Kim Van Kieu is a narrative poem that serves as an allegory of resistance.  Put in layman’s terms: the poem tells a story and we can read from the story how it is trying to tell, quite indirectly, another story.  The other story is about a beset Vietnam as it has attempted to resist a thousand years of invasion.

The backdrop of the story is the imprisonment of Kieu’s brother and father.  In order to save them, she marries herself off to a rich man who tricks her, turning her into a prostitute.  Her virtuous self-sacrifice is paradoxical, for she becomes that which is diametrically opposed to the very essence of virtue.  She becomes a whore.

The story can be read as a tale of the individual caught up within the machinations of the state, compelled to make sacrifices under unusual circumstances for the cause of nationalism.  The heroine Kieu is the archetypal Vietnamese, forced into terribly unnatural acts out of desperation.  The father and brother are the patriarchal authority, thwarted by injustice.  The middle-aged man can be any of a series of imperial powers–China, France, Japan and the United States—who have interfered with a nubile young country’s natural development.
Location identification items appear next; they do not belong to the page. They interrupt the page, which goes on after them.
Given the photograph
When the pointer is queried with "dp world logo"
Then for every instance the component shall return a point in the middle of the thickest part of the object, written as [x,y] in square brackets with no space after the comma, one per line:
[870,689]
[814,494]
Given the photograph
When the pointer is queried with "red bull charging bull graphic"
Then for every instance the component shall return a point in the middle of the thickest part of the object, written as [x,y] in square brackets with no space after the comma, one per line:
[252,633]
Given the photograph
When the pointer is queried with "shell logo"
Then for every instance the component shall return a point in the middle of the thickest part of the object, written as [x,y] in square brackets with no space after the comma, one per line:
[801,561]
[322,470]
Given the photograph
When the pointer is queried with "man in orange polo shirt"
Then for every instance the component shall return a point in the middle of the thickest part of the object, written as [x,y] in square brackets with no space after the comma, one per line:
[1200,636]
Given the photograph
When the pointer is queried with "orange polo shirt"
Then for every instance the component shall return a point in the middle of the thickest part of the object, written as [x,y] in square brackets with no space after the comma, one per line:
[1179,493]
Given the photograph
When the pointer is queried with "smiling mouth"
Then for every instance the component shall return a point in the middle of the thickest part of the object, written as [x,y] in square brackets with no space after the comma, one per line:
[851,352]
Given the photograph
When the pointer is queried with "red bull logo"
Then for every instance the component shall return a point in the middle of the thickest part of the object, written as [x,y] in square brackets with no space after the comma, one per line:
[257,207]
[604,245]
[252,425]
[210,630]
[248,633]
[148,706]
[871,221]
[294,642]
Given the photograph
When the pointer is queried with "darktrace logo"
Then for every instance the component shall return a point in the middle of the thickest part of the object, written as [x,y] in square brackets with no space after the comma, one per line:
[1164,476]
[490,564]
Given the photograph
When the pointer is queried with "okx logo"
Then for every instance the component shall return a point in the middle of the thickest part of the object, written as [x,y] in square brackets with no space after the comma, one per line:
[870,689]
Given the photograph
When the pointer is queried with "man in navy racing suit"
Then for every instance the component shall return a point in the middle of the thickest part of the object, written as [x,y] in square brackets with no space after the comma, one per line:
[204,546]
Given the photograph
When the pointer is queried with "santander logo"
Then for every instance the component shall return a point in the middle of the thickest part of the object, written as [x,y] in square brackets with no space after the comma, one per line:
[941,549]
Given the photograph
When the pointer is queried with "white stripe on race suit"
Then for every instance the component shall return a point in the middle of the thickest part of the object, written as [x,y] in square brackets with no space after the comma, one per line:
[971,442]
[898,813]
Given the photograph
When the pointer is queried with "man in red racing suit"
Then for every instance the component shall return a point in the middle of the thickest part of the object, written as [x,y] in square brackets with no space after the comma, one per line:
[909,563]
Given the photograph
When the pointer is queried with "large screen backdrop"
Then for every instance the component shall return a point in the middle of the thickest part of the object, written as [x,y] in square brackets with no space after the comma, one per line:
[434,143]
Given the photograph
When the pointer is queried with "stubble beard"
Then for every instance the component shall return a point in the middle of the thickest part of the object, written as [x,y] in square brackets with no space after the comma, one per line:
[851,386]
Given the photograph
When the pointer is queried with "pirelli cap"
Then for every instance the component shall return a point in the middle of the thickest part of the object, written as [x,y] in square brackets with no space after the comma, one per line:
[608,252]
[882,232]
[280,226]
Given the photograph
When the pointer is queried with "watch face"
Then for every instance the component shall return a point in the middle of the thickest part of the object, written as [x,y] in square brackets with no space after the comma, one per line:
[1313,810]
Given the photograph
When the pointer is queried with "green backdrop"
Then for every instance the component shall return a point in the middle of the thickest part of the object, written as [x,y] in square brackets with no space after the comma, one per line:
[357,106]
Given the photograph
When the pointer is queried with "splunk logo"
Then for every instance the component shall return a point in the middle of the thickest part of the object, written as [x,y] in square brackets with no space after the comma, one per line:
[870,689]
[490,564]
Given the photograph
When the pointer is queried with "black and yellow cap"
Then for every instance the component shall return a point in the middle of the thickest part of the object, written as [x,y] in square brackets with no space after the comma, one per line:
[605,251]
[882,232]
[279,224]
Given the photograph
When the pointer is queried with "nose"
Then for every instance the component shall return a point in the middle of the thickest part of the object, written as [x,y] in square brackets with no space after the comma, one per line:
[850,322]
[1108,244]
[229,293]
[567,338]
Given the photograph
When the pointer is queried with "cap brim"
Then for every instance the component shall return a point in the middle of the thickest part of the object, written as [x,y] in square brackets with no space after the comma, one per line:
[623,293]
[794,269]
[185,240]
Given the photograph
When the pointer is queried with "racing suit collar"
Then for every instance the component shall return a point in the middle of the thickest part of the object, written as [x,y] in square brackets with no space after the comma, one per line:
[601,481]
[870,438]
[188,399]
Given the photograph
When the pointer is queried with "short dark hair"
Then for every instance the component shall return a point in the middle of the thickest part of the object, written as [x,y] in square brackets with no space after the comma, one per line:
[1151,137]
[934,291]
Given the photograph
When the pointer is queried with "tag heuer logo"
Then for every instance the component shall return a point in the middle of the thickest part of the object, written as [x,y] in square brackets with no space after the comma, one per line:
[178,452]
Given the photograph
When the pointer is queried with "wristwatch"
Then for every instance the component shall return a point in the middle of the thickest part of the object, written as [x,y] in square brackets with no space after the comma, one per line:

Vietnamese people appreciate the pathos of this type of irony, even if they do not tolerate it in real life.  Prostitution is a growth industry in my old homeland and the statistics are staggering.   In my various visits to Vietnam during two years of traveling, I often saw the young sex workers come out at night and stand, backlit, at the doorways as pimps piss-pissed their wonders and virtues.  Girls of this kind could usually be found lurking somewhere near that bar Apocalypse Now, which is a hotspot for tourists who seek a certain kind of adventure.
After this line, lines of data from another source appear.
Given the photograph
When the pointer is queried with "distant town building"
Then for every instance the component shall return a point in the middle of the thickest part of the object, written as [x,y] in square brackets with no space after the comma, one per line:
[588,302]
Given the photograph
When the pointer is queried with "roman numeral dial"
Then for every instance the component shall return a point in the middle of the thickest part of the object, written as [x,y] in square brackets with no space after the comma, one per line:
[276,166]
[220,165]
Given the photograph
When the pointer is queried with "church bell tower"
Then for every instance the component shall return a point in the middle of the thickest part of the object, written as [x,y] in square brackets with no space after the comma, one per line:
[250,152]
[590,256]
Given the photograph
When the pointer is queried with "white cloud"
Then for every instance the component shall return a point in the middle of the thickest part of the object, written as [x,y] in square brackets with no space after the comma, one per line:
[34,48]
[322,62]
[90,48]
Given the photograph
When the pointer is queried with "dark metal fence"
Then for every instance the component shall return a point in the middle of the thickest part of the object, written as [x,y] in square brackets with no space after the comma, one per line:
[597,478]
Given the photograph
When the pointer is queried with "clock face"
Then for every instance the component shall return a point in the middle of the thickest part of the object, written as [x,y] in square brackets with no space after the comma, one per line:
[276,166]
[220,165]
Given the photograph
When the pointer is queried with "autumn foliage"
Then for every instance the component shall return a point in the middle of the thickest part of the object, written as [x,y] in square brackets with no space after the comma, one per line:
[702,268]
apocalypse now redux wallpaper1

I often wonder how many young girls, sold into prostitution in Vietnam are choosing to do so for heroic reasons.  I often wonder how many people actually think that what they are doing is patriotic and self-sacrificing—that it might serve a greater cause that will shake the very fabric of Vietnamese civilization to its core. But it doesn’t seem like an appropriate question to ask.

One night, I got drunk on Tiger Beer at Apocalypse Now and then wandered around the tourist quarter, looking for people to buttonhole.  I asked this forbidden question to a nice, middle-aged man at a coffee shop.  Set before him on an aluminum tray was a tall glass of ice coffee, an ashtray, a pack of Jet cigarettes and the daily newspaper.  He was dressed in that classic Vietnamese style that always makes me feel immediately at ease:  white button-down shirt, high-water black slacks and plastic flip flops.  His hair, severely side-parted and blackly impeccable, glinted against the luminescence of the naked bulbs strung like gargantuan Christmas lights on steroids.  He told me two things that immediately made me feel better.  “Kim Van Kieu, she’s not a real person.”  The other thing:  “Those girls, most of them we get from Laos.”  I guess I should have been relieved that the bulk of our prostitutes are not really of consequence because they come from across the border.  Perhaps I was.

Tiger Beer

It took me several days to get a dawning sense of the true injustice that lay behind this new knowledge.  For what of the predicament of the many Western sex tourists who had been assiduously plugging away at Kim Van Kieu and waiting for the moment when they could graduate to a real Vietnamese?  Did they know they were getting the switcher-oo?  All that work, all that intellectual development, all laid waste. The injustice of that was terrible.